Ce premier coup d’œil jeté sur les ouvrages de dévotion qui sont à l’usage de madame de Sévigné, nous fait entrevoir déjà quels sont ses sentiments religieux ; car il ne s’agit plus seulement ici d’un goût littéraire. À Dieu ne plaise cependant que nous voulions faire d’elle une théologienne ! Le jésuite qui lui a donné place dans un Dictionnaire des livres jansénistes avait certainement tort. Elle n’avait point cet entêtement d’opinions, qui fait entrer dans une secte. Elle ne cherchait pas à dogmatiser. Elle s’était fait une dévotion à sa guise, un peu tiède quelquefois, mais toujours sincère, très-orthodoxe d’intention, appuyée d’ailleurs sur des principes dont quelques-uns ne semblent pas toujours bien arrêtés, mais qui, dans leur indépendance, inclinaient cependant beaucoup vers Port-Royal. C’était, à bien peu d’exceptions près, surtout si l’on met l’Église à part, la pente des esprits supérieurs de ce siècle ; madame de Sévigné s’y rencontre avec Pascal, Boileau, Racine et Saint-Simon. L’attrait que cette grande école avait alors pour les plus belles intelligences suffirait à expliquer comment elle fut si admirée de madame de Sévigné. En cherchant trop l’origine de cette admiration et de cette sympathie dans ses amitiés particulières ou dans des opinions de famille, ne s’exposerait-on pas à lui retirer, plus qu’il ne faudrait, le mérite d’un jugement libre et de sentiments personnels ? Il paraît bien toutefois qu’elle trouva du moins autour d’elle l’occasion d’adopter ces sentiments. Elle avait dû entendre parler avec respect, dès son enfance, de Saint-Cyran et des Arnauld.
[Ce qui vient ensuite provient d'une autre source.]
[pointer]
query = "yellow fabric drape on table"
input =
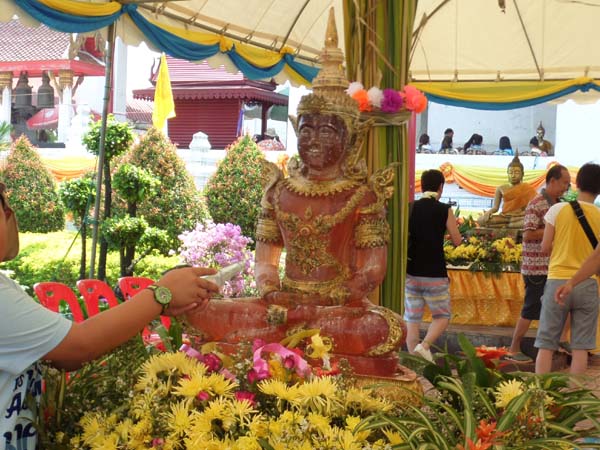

On sait quels liens étroits d’amitié sainte s’étaient formés, sous les auspices de saint François de Sales, entre la mère de Chantal d’une part, et de l’autre la mère Angélique, la mère Agnès de Saint-Paul, Antoine Arnauld et son fils Arnauld d’Andilly[2]. Dans la correspondance de sainte Chantal, on peut voir les lettres, pleines de respectueuse affection, qu’elle écrivait

  1. Lettre du 13 août 1688.
  2. Voir les Œuvres de Racine (édition d’Aimé-Martin), l’Abrégé de l’histoire de Port-Royal, tome IV, p. 197 et 198, et Port-Royal de M. Sainte-Beuve (deuxième édition), tome I, p. 216 et suiv.